17.  Protect The Paint – Consider getting your car detailed, or at least putting on an extra coat of wax yourself. The winter elements can be especially harsh on your car’s paint. Salt and snow continue to build up all winter long and a little extra protection now will go a long way come summer cruising time.

18.  Cell Phone – Don’t forget, this is often times your best safety device. Make sure it’s with you and charged. Consider an external battery pack in case you get stranded and be sure not to waste precious battery life playing games. And by all means DON’T TEXT AND DRIVE! Driving during the winter takes all your concentration and focus. Whatever it is, it can wait!

19.  Emergency Car Kit – It’s always a good idea to have this kit with you whether it’s the middle of summer or the dead of winter. A good winter emergency kit will have: snow brush, ice scraper, kitty litter or salt, small shovel, flashlight (don’t forget extra batteries), flares, boots, coat, hat, gloves, blankets. Things that are good to have in your kit all year are jumper cables and bottled water.
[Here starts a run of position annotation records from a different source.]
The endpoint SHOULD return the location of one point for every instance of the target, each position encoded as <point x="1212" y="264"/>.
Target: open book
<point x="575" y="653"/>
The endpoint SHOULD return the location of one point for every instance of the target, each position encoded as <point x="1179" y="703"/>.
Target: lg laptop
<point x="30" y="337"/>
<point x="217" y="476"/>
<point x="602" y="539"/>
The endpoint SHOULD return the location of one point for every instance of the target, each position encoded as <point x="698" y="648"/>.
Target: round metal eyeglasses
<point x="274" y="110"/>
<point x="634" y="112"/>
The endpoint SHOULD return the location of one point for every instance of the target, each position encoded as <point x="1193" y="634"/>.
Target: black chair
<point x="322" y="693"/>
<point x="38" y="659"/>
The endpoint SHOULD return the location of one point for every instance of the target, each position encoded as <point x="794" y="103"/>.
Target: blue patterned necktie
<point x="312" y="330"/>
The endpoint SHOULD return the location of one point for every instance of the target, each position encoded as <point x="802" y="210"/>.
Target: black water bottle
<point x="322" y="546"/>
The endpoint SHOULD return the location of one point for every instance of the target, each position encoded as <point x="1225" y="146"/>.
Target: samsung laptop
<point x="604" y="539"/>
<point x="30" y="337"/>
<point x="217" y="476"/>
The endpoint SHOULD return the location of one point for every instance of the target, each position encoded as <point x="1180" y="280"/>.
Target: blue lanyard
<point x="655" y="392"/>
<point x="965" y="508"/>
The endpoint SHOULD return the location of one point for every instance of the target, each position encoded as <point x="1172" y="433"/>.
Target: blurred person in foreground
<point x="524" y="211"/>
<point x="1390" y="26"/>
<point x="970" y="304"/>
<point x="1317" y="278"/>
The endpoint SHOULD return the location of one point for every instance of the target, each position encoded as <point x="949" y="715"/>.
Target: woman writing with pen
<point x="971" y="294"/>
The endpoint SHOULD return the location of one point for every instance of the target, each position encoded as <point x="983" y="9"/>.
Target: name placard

20.  Know What to Do – Perhaps the most important thing to do when preparing to get your car ready for driving in the winter is reviewing and knowing what to do should you get stuck. Here are a few pointers…Don’t leave your vehicle. Call for help and let them know where you are. It’s much safer for help to find you than for you to wander off looking for help. Light a couple flares and place them in front of and behind your car. Depending on how much gas you have left you can run the engine for 10 minutes per hour to get some extra heat going. Bundle up – hats and gloves too. Leave the window open a small crack so that it doesn’t freeze shut.  Stay calm and take the time to catch up on your daydreaming!

So there you have it, the official unofficial list of the top 20 things you need to do to keep your car running and you safe through the winter months.  When all else fails you could always pretend you are a bird and fly south for the winter.  Of course, if you live in Florida you probably don’t need to worry about the snow so much.  Come to think of it, why are you reading this anyway?!